Obwohl das ewig her ist, hat sie seitdem immer Angst, wenn sie z.B. in der Arbeit eine Präsentation halten soll.
(Total nervös, Herzklopfen, die Stimme versagt ihr fast und sie bringt fast kein Wort raus, Zittern...)
Das SE geht, wie peppermint patty schon gesagt hat, davon aus, dass man in überfordernden Situationen nicht handeln konnte. Instinktiv, weil wir halt immer noch Tiere sind, würden wir kämpfen oder flüchten wollen (fight or flight Reaktion) Konnten das aber nicht.
Und diese angeborene Reaktion holt man nach:
Das heisst, die Teilnehmerin stellt die Szene in der Schule nach mit Gegenständen, wo stand sie, wo war die Tafel etc.
Aber dann lässt man die Szene anders ausgehen, indem die Teilnehmerin die Flucht durchspielt, die damals nicht möglich war. Was wär dein Impuls, was würdest du gern machen?

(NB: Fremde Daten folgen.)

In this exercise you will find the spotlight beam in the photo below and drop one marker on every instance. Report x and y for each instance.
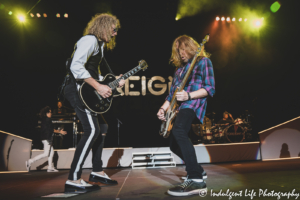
(33, 6)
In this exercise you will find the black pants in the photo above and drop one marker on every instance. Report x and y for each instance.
(181, 145)
(89, 140)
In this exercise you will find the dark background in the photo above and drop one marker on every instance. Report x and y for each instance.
(255, 72)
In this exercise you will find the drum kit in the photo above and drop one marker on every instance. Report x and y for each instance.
(210, 133)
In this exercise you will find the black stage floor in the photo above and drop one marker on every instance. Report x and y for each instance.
(280, 176)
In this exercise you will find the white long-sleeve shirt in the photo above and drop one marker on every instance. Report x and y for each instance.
(87, 46)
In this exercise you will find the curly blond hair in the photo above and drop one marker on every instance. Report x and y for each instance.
(100, 26)
(191, 47)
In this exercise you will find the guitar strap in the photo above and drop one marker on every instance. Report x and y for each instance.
(107, 66)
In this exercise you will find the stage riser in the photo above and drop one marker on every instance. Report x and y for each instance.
(114, 157)
(281, 141)
(14, 151)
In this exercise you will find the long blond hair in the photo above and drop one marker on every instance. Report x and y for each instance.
(191, 46)
(100, 26)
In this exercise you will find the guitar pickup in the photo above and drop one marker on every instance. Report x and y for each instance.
(98, 95)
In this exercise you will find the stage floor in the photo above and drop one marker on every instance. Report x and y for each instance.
(280, 176)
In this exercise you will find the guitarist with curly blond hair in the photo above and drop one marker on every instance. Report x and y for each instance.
(84, 67)
(192, 101)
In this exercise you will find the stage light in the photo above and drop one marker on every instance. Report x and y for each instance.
(21, 18)
(257, 23)
(275, 6)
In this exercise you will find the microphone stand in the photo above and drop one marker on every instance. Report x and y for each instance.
(119, 122)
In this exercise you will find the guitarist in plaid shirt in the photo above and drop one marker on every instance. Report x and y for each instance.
(193, 101)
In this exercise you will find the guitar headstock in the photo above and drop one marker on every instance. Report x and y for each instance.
(143, 65)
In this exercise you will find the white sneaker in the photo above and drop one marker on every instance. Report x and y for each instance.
(82, 183)
(28, 165)
(52, 170)
(204, 176)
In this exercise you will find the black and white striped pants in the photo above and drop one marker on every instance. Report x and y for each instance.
(89, 140)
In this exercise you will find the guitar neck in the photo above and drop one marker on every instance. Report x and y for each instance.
(115, 83)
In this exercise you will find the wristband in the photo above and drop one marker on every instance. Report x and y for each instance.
(163, 110)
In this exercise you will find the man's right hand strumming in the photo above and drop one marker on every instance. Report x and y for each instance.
(161, 114)
(104, 90)
(162, 111)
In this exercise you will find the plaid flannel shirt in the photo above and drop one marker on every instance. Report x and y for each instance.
(202, 76)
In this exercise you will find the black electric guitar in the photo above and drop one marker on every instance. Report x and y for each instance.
(94, 101)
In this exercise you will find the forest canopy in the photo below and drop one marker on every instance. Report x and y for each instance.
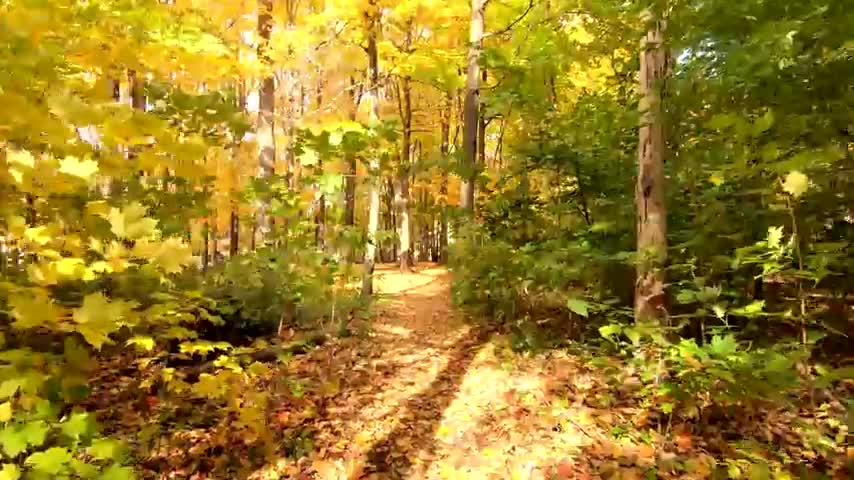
(236, 234)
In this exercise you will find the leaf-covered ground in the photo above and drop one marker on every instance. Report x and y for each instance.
(424, 394)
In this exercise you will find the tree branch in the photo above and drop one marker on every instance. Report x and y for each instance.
(512, 24)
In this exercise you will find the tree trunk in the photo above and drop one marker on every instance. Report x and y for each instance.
(267, 104)
(649, 193)
(481, 133)
(445, 127)
(320, 232)
(406, 260)
(471, 113)
(374, 165)
(234, 220)
(350, 162)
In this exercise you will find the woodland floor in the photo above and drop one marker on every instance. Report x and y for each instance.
(422, 394)
(426, 395)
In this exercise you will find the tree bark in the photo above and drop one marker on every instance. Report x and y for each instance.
(650, 298)
(446, 114)
(320, 232)
(350, 162)
(374, 164)
(234, 220)
(405, 232)
(471, 113)
(266, 108)
(481, 132)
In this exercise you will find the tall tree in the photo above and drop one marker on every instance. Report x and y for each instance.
(471, 112)
(649, 193)
(354, 94)
(445, 115)
(266, 107)
(372, 17)
(406, 260)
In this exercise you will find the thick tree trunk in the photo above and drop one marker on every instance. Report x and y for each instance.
(405, 232)
(267, 104)
(374, 165)
(471, 113)
(649, 194)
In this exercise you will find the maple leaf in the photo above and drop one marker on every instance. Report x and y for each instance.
(34, 310)
(78, 168)
(131, 223)
(796, 184)
(98, 317)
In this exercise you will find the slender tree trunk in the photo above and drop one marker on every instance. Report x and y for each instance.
(374, 165)
(406, 259)
(295, 92)
(471, 113)
(137, 91)
(320, 232)
(206, 257)
(350, 162)
(267, 104)
(444, 149)
(481, 132)
(234, 220)
(650, 295)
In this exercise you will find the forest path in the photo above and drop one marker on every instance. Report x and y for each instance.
(427, 395)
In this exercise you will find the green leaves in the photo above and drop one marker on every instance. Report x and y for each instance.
(78, 425)
(98, 317)
(51, 461)
(13, 441)
(79, 168)
(131, 223)
(796, 184)
(578, 306)
(10, 472)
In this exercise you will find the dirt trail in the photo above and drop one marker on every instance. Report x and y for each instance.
(427, 395)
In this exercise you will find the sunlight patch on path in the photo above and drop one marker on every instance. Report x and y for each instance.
(427, 396)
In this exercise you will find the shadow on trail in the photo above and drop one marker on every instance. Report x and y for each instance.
(420, 416)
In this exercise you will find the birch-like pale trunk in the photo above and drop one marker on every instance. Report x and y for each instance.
(471, 109)
(372, 95)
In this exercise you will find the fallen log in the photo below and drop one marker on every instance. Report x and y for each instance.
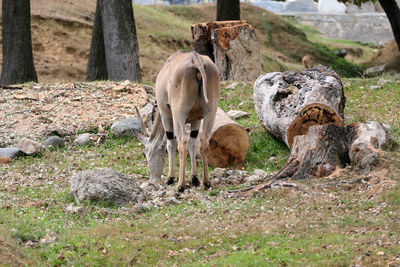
(232, 45)
(306, 112)
(229, 143)
(289, 103)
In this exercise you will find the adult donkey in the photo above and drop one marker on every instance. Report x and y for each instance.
(187, 91)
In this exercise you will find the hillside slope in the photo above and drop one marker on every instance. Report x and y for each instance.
(61, 34)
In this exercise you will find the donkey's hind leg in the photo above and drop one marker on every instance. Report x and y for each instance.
(192, 147)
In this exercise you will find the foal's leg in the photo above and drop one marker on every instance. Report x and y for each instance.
(171, 147)
(208, 123)
(192, 147)
(179, 128)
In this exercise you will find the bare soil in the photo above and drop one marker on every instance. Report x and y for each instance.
(40, 110)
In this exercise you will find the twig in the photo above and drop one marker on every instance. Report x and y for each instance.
(134, 256)
(10, 87)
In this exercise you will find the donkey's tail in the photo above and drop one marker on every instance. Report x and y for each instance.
(198, 62)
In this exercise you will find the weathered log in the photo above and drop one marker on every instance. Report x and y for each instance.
(232, 45)
(229, 143)
(289, 103)
(318, 153)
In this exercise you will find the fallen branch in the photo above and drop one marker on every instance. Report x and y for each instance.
(134, 256)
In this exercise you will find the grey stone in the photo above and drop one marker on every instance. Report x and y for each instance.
(219, 173)
(236, 173)
(375, 87)
(105, 185)
(10, 152)
(299, 6)
(82, 139)
(253, 179)
(260, 172)
(125, 127)
(73, 209)
(173, 201)
(30, 147)
(382, 82)
(54, 141)
(375, 71)
(237, 114)
(142, 207)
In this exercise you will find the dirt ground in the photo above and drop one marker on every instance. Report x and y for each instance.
(41, 110)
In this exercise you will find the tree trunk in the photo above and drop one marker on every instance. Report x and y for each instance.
(114, 51)
(232, 45)
(97, 69)
(289, 103)
(18, 66)
(393, 13)
(120, 41)
(228, 10)
(229, 143)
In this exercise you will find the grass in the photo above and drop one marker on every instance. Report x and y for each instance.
(314, 227)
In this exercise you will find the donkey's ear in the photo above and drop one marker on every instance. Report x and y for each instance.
(142, 138)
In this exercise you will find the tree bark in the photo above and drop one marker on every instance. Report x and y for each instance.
(18, 66)
(114, 51)
(229, 143)
(232, 45)
(393, 13)
(289, 103)
(228, 10)
(120, 41)
(97, 69)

Und dann sagt die Teilnehmerin: Ich sage der Lehrerin, dass ich das Referat heute nicht halten kann. Oder ich gehe einfach aus der Klasse weg. Wenn man sich wirklich hineinversetzt, sodass man wieder die Gefühle von damals fühlt, fühlt sich das extrem befreiend an. Das muss alles gut angeleitet sein, dann hat das eine erstaunliche Wirkung.
Dann spielt man noch die Kampfvariante durch, das heisst, man wehrt sich. Man fragt dann z.B.: wenn du deine lachenden Klassenkameraden so vor dir siehst, hast du einen Impuls, was du gern machen würdest?

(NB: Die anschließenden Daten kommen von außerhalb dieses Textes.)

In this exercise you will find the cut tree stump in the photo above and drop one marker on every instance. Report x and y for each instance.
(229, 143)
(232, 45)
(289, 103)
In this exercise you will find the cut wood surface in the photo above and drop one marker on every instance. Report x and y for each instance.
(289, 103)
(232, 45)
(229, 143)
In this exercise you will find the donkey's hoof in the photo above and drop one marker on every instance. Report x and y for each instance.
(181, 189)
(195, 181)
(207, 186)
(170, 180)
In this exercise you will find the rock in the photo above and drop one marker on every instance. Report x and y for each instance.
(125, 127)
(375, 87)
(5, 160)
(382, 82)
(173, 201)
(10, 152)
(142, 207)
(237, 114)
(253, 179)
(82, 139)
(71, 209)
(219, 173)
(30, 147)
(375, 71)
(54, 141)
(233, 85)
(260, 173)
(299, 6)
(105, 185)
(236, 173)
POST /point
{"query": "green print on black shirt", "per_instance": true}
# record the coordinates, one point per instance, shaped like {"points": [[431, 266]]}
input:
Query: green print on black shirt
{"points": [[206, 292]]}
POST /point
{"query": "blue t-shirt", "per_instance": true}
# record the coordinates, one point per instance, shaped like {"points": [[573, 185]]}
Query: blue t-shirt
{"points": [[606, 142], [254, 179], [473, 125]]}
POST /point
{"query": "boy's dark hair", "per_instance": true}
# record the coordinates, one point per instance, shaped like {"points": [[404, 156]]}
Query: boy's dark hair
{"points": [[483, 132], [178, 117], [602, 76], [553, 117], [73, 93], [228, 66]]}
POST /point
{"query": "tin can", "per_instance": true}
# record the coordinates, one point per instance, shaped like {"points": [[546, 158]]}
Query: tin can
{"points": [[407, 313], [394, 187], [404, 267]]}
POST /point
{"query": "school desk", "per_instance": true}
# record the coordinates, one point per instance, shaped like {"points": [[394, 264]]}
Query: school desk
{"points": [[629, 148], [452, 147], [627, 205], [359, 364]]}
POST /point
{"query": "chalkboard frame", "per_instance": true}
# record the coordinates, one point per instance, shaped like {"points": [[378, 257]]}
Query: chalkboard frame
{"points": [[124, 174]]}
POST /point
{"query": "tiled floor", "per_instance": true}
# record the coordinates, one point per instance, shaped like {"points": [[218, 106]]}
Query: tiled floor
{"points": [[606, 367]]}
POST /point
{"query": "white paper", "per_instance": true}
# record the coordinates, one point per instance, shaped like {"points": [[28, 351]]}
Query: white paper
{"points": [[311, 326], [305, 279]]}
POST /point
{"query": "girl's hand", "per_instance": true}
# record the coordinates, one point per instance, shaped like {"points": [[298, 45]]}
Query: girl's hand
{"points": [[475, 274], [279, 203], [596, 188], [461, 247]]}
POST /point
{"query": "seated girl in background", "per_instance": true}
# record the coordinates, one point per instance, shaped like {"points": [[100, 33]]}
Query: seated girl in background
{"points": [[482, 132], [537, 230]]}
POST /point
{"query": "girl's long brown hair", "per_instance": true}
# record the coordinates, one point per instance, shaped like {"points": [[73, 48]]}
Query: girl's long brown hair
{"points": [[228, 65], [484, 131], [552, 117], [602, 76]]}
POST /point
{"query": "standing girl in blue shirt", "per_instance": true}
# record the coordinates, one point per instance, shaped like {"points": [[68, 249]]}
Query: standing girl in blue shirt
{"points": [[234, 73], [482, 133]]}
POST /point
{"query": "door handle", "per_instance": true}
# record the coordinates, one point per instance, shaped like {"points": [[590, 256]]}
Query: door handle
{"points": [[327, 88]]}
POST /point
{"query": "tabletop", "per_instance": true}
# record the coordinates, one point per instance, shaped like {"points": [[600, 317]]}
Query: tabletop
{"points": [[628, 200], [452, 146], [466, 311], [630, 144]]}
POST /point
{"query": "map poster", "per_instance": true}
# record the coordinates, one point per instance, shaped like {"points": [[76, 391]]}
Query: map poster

Da kommen dann spontan sehr schnell Sachen wie: Ich würde sie gern anschreien, sie sollen ruhig sein und mir zuhören. Aber durchaus auch: Ich würd denen gern eine reinhauen. Darf alles sein (es wird ja niemandem wirklich wehgetan) dann kann die Teilnehmerin symbolisch in ein Kissen boxen (das wird auch speziell angeleitet durch den Therapeuten, das funktioniert nur, wenn die Teilnehmerin hier wirklich einen echten körperlichen Impuls spürt und den dann ganz langsam ausführt). Es geht darum, dass körperlich die Kampfreaktion durchlaufen werden kann.
Man könnte sagen, dadurch, dass man dieses überfordernde Erlebnis nochmal mit den ganzen emotionalen und körperlichen Reaktionen durchspielt, diesmal aber mit einem guten Ausgang, indem man sich wehren oder flüchten kann, programmiert man die neuronalen Netzwerke im Hirn um.